The ticker across the bottom of your screen is filled with it. The news at six will discuss a murder, then a fire, then the pastor who touched children. Should there be time remaining, you’ll hear about the news that matters to you, like the weather or traffic or changes in law. Experts will tell you that the next time you breathe exhaled smoke on a sidewalk in Baltimore, you’re guaranteeing a destination in the oncology unit. They’ll let you know that if you watch television, there is without doubt a significant statistical chance that you’re going to eventually bring a gun to school. If there is a slot machine near the mall, then our children will be prostitutes. If you listen to Black Sabbath, you’re probably going to end up drunk and stoned on a sidewalk having peed in your pants. The list goes on.

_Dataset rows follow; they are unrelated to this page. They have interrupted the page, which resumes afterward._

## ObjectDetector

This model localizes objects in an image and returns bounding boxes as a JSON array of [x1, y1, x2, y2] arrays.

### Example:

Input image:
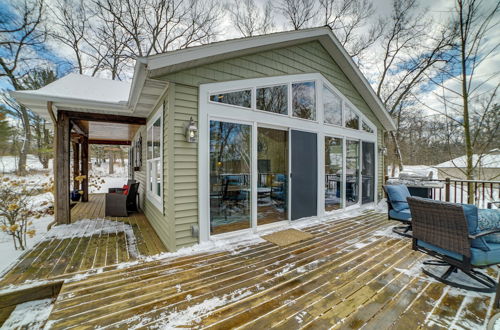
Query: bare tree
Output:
[[47, 0, 222, 79], [0, 0, 46, 174], [420, 0, 500, 204], [22, 69, 57, 168], [374, 0, 454, 174], [277, 0, 317, 30], [226, 0, 274, 37], [319, 0, 383, 58]]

I can hardly watch the news. Strike that, I don’t watch the news. I don’t want to know how many people were murdered in Baltimore this year, and I find it sad that so many people are finding their 15 minutes of fame reduced to their mugshot on 11:00 news for a few seconds as an anchor impassionately describes the loss of another precious life. I refuse to live in fear that everything I do and everywhere I go is going to end terribly. I’m figuring that out on my own just fine, thanks.
People are already paranoid enough, naturally. I’m surprised people even leave the house after watching Fox News, MSNBC, or whatever for an hour. I think these news programs are gateway drugs to agoraphobia and racism. People begin to think there is nothing right in the world, only wrong. There are no people who agree anymore, only people who debate. There is no peace, only terror.
Well, I’m perfectly aware we’re all going to die. I’m perfectly aware that there are bad, even evil, things at work in the world. And yet, I am not afraid. I do not want to die. I have a mission. However, I am not afraid to die nor am I afraid of the paranoia and stigmas of these broadcasts/the church/my social class. 1 John 4.
I am not afraid to be me in this world, and I’m aware of the risk. I don’t need a news special to tell me. I’m not afraid to love and I’m too busy to hate. I have too much hope to lose sight of joy for long.
I have too much sense to pay much attention to the “news.”